貞綱の徹底抗戦は、主家である吉良氏の家中が親今川派と反今川派に分裂しているという、複雑な状況下で行われた 24 。彼の行動は、単に主君・吉良氏への忠義という一言では説明しきれない。むしろ、①幕府公認の遠江守護である斯波氏に味方するという「公」の論理、②代官として預かる浜松荘の土地と民を守り抜くという在地領主としての「意地」、そして③実力で領国を侵食してくる今川氏という新興勢力への純粋な「反発心」が、複合的に絡み合った結果であったと推察される。彼は、古い秩序が新しい秩序に取って代わられる時代の大きなうねりの中で、敢えて古い秩序に殉じる道を選んだのである。
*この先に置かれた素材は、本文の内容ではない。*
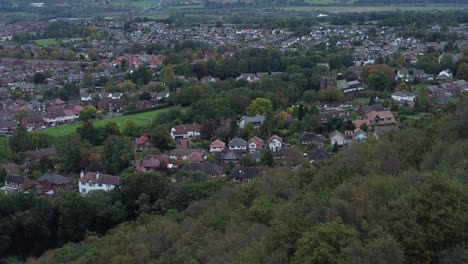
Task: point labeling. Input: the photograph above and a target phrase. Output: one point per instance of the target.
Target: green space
(183, 7)
(141, 119)
(46, 42)
(142, 3)
(346, 8)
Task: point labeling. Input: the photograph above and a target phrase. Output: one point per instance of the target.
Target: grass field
(139, 3)
(339, 9)
(141, 119)
(184, 7)
(46, 42)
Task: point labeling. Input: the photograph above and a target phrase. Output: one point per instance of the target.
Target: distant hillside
(411, 2)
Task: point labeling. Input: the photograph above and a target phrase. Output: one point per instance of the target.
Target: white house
(402, 96)
(186, 131)
(337, 138)
(238, 144)
(96, 181)
(445, 75)
(275, 143)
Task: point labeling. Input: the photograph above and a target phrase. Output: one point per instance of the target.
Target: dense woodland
(401, 199)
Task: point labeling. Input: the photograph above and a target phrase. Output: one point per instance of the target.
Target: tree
(261, 106)
(87, 113)
(70, 207)
(112, 128)
(5, 150)
(402, 86)
(325, 243)
(118, 152)
(168, 74)
(331, 95)
(267, 158)
(463, 71)
(161, 138)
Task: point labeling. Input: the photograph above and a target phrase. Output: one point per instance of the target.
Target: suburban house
(143, 142)
(243, 174)
(336, 137)
(96, 181)
(151, 163)
(403, 96)
(238, 144)
(256, 121)
(445, 75)
(307, 138)
(275, 143)
(16, 183)
(210, 169)
(51, 181)
(256, 144)
(316, 154)
(382, 117)
(226, 156)
(217, 146)
(183, 154)
(186, 131)
(365, 109)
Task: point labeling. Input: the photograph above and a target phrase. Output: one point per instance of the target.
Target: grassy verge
(141, 119)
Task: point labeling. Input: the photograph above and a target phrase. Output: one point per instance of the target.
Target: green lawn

大河内貞綱の生涯は、今川氏への徹底抗戦と敗死で幕を閉じた。この事実は、時代が下り、徳川家が天下を統一した江戸時代において、極めて微妙な意味を持つことになった。徳川家康は元々今川氏の支配下にあった人質であり、その旧主たる今川氏に最後まで敵対した貞綱の存在は、徳川幕府の重臣となった子孫・大河内松平家にとって、決して誇るべき歴史ではなかった 5 。むしろ、主家(今川氏)に逆らった「不忠の者」と見なされかねず、徳川への絶対的な忠誠を家風とする上で、その存在は不都合であった。家の体面を保ち、その歴史を徳川中心の史観に整合させるため、貞綱とその悲劇的な最期は、公式の系図から意図的に抹消された。これが、彼の名が歴史の表舞台から半ば消え去った最大の理由であると考えられる。
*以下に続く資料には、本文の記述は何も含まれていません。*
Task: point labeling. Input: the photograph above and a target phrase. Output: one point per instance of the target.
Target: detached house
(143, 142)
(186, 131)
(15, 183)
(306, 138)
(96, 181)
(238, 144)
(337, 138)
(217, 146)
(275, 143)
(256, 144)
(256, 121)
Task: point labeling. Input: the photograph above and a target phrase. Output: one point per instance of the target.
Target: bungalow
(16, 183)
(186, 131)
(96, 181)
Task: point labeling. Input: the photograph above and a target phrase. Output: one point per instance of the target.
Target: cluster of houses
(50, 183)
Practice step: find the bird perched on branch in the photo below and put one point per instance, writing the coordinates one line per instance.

大河内貞綱の生涯は、室町時代の守護体制が崩壊し、実力主義の戦国時代へと移行する過渡期において、上位の権力闘争の狭間で自らの存亡を賭けた過酷な選択を迫られた、数多の国人領主たちの運命を象徴している。彼の選択は結果として一族の滅亡を招いたが、それは単なる個人的な失敗ではなく、時代の大きな変化に対応しきれなかった者の悲劇であった。
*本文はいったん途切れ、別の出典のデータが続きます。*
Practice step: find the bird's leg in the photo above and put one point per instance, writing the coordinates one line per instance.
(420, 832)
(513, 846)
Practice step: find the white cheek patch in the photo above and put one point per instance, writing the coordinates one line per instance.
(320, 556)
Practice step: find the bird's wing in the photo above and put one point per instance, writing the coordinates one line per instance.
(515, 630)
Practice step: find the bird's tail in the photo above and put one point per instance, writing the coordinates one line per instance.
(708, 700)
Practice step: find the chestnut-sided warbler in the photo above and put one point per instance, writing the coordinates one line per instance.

『寛政重修諸家KAFU』という「正史」からは抹消されたものの、『宗長手記』をはじめとする断片的な史料を丹念に繋ぎ合わせることで、歴史の闇に葬られた一人の武将の輪郭が浮かび上がってくる。彼は単なる敗者ではない。自らが信じる義理と立場に基づき、圧倒的な勢力を誇る今川氏に対して数年間にわたり一歩も引かず、最後は最新の攻城兵器ともいえる技術力の前になすすべなく散っていった、気骨ある武将であった。
大河内貞綱の物語は、歴史記録というものが常に客観的・中立的なものではなく、後世の権力者の都合や価値観によって編纂され、時には改変される危険性を内包していることを我々に教えてくれる。「勝者」の歴史が光り輝く一方で、「敗者」の記録は忘れ去られ、あるいは意図的に消されていく。歴史の狭間に消えた人物の生涯を掘り起こし、その実像に迫ろうとする作業は、歴史の多層性と複雑さを理解し、一面的な歴史観から脱却するために不可欠な営為であると言えよう。